Saat ini, kemacetan di Jakarta sudah kronis. Baru-baru ini kantor berita Inggris, BBC, menempatkan Jakarta di antara 10 kota termacet di dunia. Tentu ini bukan promosi yang bagus.
Masalah utama transportasi di Jakarta adalah perbandingan panjang jalan yang jomplang dengan jumlah kendaraan. Saban tahun kendaraan bertambah 11 persen, sedangkan panjang jalan cuma tumbuh 0,01 persen. Rasio panjang jalan di Jakarta dibandingkan dengan luas wilayah juga cuma 6,2 persen. Akibatnya, kecepatan rata-rata kendaraan cuma 20 kilometer per jam. Bahkan, pada jam sibuk, lajunya hanya 5 sampai 10 kilometer per jam.
Bandingkan dengan negara jiran, Singapura, di mana rasio panjang jalan mencapai 12 persen. Negeri mungil itu juga masih punya sistem transportasi massal berupa kereta listrik, yang mengangkut 2 juta penumpang per hari.

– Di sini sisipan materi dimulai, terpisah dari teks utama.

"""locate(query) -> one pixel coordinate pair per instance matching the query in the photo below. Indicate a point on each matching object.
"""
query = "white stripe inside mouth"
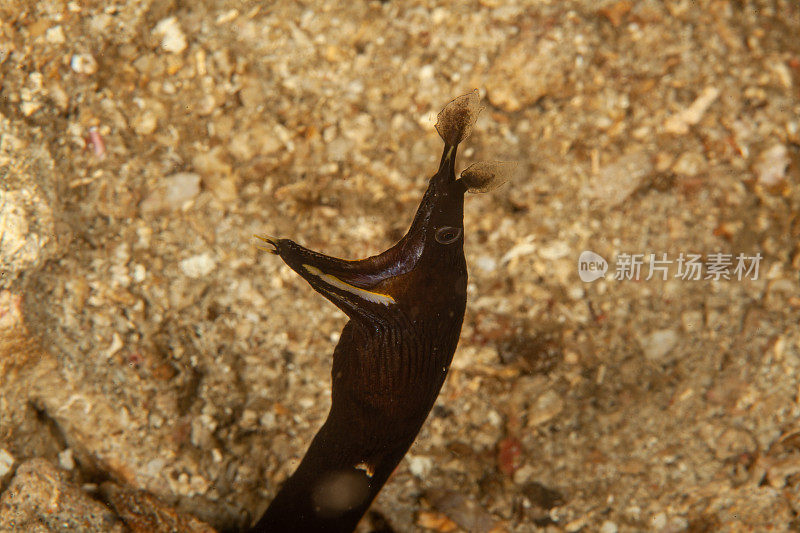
(333, 281)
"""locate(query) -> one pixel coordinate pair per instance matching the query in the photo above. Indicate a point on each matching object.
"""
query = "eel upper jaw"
(271, 242)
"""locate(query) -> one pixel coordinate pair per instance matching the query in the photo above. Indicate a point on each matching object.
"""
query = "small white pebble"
(659, 343)
(66, 460)
(659, 521)
(172, 37)
(83, 64)
(55, 35)
(6, 462)
(419, 466)
(608, 527)
(198, 266)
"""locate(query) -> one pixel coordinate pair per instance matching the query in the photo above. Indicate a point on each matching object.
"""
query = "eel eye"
(447, 234)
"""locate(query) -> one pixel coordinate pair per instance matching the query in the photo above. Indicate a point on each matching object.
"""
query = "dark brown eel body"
(406, 307)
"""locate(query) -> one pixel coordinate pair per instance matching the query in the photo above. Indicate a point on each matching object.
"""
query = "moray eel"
(406, 306)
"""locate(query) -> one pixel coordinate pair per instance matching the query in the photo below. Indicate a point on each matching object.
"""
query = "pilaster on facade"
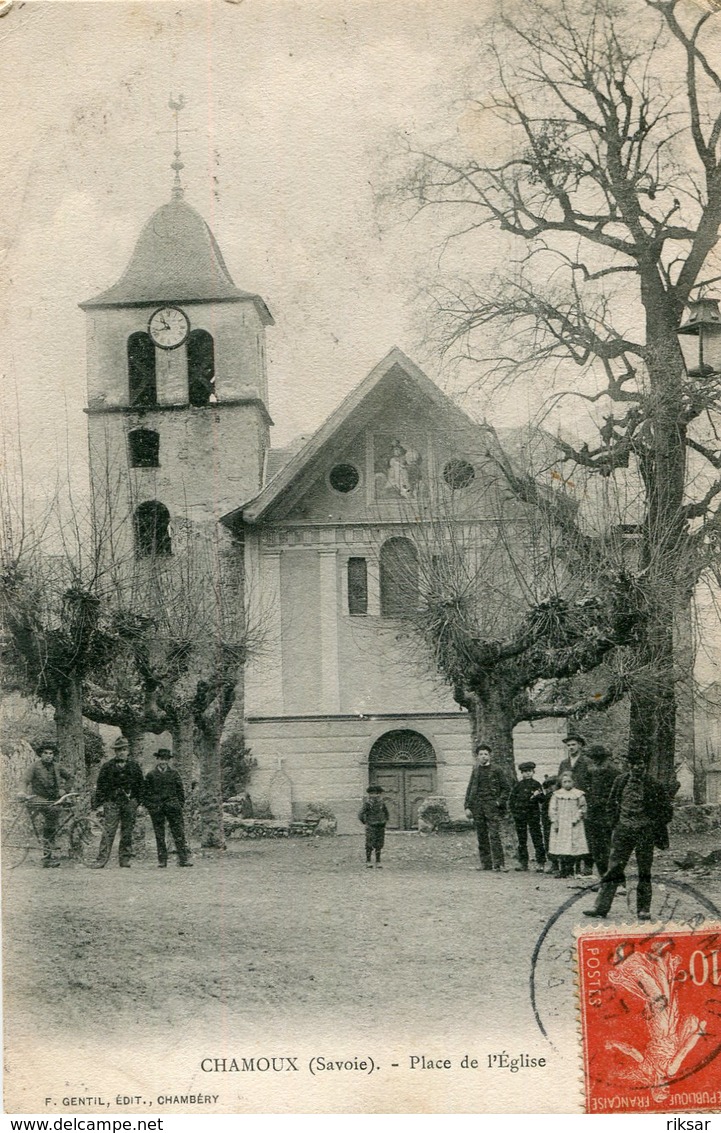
(272, 662)
(330, 673)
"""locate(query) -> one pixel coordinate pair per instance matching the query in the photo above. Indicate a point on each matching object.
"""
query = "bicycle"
(78, 834)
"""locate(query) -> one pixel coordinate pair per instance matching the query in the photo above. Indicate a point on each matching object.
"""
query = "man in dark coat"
(639, 810)
(524, 802)
(602, 775)
(48, 784)
(119, 792)
(164, 798)
(485, 803)
(577, 763)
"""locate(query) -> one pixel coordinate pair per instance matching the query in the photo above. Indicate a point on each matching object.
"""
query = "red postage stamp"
(651, 1019)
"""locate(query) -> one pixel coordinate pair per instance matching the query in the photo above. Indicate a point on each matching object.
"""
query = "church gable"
(403, 449)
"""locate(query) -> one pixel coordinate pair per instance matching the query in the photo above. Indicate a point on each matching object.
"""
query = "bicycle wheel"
(85, 842)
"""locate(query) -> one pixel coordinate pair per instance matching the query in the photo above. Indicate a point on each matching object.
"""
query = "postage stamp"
(650, 1004)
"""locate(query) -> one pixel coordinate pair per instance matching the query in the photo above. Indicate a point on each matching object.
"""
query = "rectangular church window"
(357, 586)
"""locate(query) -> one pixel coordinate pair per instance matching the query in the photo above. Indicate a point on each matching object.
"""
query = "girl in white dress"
(567, 810)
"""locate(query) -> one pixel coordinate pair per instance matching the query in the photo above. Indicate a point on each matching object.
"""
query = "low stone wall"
(272, 828)
(696, 818)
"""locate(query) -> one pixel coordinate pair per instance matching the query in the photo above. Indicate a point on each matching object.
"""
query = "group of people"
(591, 814)
(120, 789)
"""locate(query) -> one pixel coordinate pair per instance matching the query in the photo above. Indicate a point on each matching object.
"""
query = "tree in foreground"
(511, 607)
(605, 184)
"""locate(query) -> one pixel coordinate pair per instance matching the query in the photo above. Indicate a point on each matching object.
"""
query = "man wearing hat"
(374, 816)
(524, 802)
(164, 799)
(119, 792)
(602, 775)
(48, 785)
(639, 810)
(579, 766)
(485, 803)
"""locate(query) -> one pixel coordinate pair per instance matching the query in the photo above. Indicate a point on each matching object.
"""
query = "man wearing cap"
(639, 810)
(164, 799)
(524, 803)
(485, 803)
(119, 792)
(48, 785)
(579, 766)
(602, 775)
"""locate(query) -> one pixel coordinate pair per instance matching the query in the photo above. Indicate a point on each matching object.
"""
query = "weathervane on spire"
(177, 105)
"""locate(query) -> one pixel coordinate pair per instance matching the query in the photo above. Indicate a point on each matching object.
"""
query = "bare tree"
(609, 195)
(185, 624)
(512, 605)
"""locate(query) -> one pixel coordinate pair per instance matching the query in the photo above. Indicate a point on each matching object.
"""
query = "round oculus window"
(458, 474)
(344, 477)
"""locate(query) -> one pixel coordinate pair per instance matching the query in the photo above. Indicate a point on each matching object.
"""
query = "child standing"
(524, 803)
(374, 815)
(567, 809)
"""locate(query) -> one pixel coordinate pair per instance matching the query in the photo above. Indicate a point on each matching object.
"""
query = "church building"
(331, 530)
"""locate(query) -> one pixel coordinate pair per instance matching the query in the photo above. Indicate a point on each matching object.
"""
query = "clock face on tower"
(168, 328)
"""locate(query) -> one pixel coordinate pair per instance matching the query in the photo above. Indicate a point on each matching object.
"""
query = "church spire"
(177, 105)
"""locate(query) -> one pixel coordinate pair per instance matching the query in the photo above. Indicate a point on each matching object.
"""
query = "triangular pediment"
(389, 441)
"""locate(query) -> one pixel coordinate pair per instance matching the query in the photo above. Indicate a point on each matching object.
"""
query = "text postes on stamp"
(651, 1019)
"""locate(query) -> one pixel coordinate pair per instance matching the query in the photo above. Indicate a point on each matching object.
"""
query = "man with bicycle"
(119, 792)
(48, 785)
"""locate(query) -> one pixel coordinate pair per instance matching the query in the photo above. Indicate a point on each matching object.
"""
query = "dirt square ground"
(298, 935)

Keadaan itu diperparah oleh adanya penyempitan jalan. Selama bertahun-tahun, gubernur-gubernur Jakarta tak pernah tegas terhadap pedagang kaki lima dan praktek parkir liar. Kalaupun ada tindakan keras, seperti penggembokan mobil yang parkir sembarangan atau penertiban pedagang, kerap kali hanya hangat-hangat tahi ayam.
Tindakan serupa kali ini dilakukan Gubernur Joko Widodo. Dia membersihkan enam jalan utama di Jakarta. Di kawasan Jatinegara, misalnya, para pedagang diminta berpindah ke pasar-pasar modern di sekitarnya. Mobil yang parkir serampangan juga digerendel.

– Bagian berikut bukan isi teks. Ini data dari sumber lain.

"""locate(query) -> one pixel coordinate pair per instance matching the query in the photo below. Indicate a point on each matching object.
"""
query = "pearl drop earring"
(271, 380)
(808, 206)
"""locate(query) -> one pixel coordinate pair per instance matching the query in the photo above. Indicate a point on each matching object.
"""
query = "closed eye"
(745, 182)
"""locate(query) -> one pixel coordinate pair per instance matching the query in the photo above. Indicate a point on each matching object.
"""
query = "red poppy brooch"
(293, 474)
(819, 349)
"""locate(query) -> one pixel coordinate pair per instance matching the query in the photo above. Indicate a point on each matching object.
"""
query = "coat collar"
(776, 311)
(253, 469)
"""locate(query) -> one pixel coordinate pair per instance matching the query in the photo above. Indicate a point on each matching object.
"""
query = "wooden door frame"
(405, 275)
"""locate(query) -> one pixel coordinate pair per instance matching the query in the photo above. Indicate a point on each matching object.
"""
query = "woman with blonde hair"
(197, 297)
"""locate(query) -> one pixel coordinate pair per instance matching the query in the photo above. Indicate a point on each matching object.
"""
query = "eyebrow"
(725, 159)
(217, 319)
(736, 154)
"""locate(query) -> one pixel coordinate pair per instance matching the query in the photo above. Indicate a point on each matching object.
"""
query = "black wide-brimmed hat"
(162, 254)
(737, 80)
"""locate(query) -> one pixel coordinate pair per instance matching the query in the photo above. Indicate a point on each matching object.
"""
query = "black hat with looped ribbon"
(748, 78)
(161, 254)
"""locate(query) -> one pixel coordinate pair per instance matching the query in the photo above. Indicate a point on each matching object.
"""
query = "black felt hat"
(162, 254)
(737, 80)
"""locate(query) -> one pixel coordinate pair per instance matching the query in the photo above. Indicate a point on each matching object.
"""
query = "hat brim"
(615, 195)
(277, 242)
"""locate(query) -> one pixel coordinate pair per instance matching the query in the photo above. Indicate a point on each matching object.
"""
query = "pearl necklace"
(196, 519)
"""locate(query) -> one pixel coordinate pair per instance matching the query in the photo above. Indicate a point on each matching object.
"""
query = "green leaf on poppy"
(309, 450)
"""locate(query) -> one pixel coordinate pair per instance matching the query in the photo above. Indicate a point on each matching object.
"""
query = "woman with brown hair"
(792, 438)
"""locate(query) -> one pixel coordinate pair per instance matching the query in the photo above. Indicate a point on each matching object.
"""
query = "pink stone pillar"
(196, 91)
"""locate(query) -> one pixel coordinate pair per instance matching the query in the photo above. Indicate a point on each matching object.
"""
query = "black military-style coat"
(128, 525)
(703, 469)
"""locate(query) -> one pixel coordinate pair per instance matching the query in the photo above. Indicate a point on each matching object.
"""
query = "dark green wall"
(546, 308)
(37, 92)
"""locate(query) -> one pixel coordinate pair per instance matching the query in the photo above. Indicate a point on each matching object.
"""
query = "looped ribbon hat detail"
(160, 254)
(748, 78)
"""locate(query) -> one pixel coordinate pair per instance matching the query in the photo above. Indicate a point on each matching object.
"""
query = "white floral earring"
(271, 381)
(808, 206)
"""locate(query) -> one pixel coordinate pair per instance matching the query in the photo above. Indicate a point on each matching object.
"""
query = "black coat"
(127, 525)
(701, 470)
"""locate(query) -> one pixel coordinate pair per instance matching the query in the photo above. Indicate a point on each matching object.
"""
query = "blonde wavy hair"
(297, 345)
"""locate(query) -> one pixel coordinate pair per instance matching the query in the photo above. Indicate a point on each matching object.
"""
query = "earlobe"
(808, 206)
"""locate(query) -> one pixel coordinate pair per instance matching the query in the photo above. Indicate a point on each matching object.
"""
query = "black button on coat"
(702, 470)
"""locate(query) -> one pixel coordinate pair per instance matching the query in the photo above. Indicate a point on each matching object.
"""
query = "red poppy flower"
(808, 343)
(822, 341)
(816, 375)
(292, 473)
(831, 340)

Jika tidak ingin mengulangi kesalahan gubernur terdahulu, langkah Jokowi itu seharusnya tak hanya sementara dan parsial. Upaya itu harus diikuti strategi besar, seperti memainkan tarif parkir sebagai alat untuk membatasi jumlah kendaraan. Di New York, misalnya, tarif parkir dibikin mahal, satu jam Rp 160 ribu. Di Singapura juga tarifnya sekitar Rp 20 ribu per jam. Karena tarif parkir mahal serta tidak ada parkir liar, orang cenderung memakai transportasi publik, seperti kereta atau bus, ketimbang memakai kendaraan pribadi.

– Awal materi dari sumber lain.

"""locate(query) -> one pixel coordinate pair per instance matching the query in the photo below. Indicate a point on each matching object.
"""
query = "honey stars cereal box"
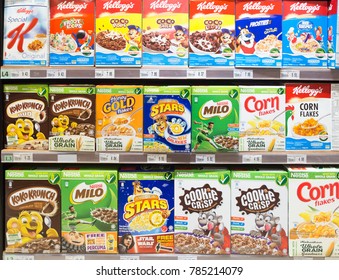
(119, 118)
(258, 31)
(259, 212)
(313, 211)
(262, 118)
(165, 33)
(308, 117)
(118, 33)
(167, 119)
(72, 33)
(305, 34)
(212, 33)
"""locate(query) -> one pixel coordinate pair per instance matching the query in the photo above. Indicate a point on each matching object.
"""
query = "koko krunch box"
(25, 32)
(119, 118)
(146, 204)
(167, 119)
(215, 119)
(32, 210)
(72, 118)
(118, 33)
(313, 211)
(202, 211)
(89, 210)
(72, 32)
(26, 116)
(212, 33)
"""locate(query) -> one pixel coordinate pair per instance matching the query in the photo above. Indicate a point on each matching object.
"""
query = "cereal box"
(89, 210)
(72, 32)
(212, 33)
(165, 33)
(215, 114)
(119, 115)
(167, 119)
(258, 31)
(25, 32)
(72, 118)
(32, 211)
(202, 211)
(26, 116)
(305, 34)
(314, 211)
(308, 117)
(146, 216)
(259, 212)
(262, 118)
(118, 33)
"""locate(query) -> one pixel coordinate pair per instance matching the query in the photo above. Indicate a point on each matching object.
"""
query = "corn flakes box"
(305, 34)
(72, 33)
(118, 33)
(313, 211)
(89, 217)
(215, 114)
(308, 117)
(165, 33)
(167, 119)
(259, 211)
(25, 39)
(212, 33)
(119, 115)
(146, 204)
(258, 32)
(262, 118)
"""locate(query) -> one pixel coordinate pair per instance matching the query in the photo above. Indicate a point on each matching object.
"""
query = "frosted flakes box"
(258, 30)
(25, 32)
(314, 211)
(212, 33)
(262, 118)
(308, 117)
(305, 34)
(118, 33)
(259, 211)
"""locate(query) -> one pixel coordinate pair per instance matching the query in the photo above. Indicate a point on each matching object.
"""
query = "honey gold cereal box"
(313, 211)
(72, 32)
(262, 118)
(146, 216)
(119, 118)
(89, 210)
(308, 117)
(259, 211)
(305, 34)
(118, 33)
(167, 119)
(212, 33)
(165, 33)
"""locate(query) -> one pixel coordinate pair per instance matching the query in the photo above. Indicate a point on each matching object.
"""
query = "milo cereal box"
(89, 210)
(167, 119)
(119, 115)
(215, 119)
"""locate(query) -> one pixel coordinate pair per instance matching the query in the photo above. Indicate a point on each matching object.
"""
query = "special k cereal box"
(259, 211)
(25, 32)
(212, 33)
(118, 33)
(119, 118)
(305, 34)
(165, 33)
(262, 118)
(258, 31)
(72, 33)
(308, 117)
(313, 211)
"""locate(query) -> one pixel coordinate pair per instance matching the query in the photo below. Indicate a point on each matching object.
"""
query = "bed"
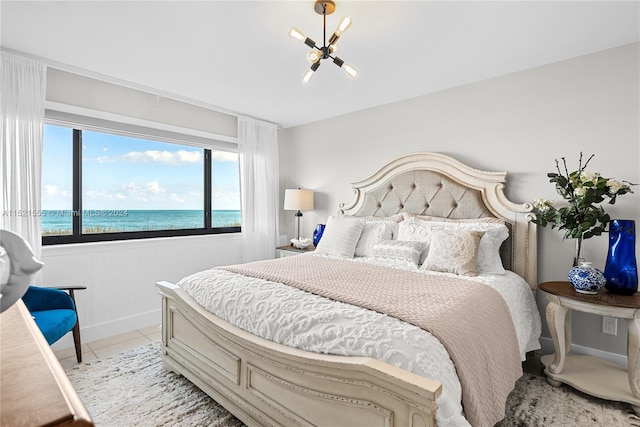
(221, 340)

Opsi lain adalah menambah lahan parkir di pinggir kota di dekat terminal busway atau kereta listrik. Jokowi juga bisa segera menerapkan pembatasan kendaraan berdasarkan nomor polisi ganjil-genap. Patut disayangkan Pemda DKI sangat lambat bertindak. Pemberlakuan sistem ganjil-genap, misalnya, diundurkan dari Maret lalu menjadi akhir tahun. Padahal sistem ini diperkirakan mengurangi sampai 30 persen tingkat kemacetan di ruas-ruas jalan utama Ibu Kota. Jokowi semestinya memainkan semua instrumen pengurai kemacetan, bukan cuma berharap pada mass rapid transit (MRT) yang baru terwujud pada 2016.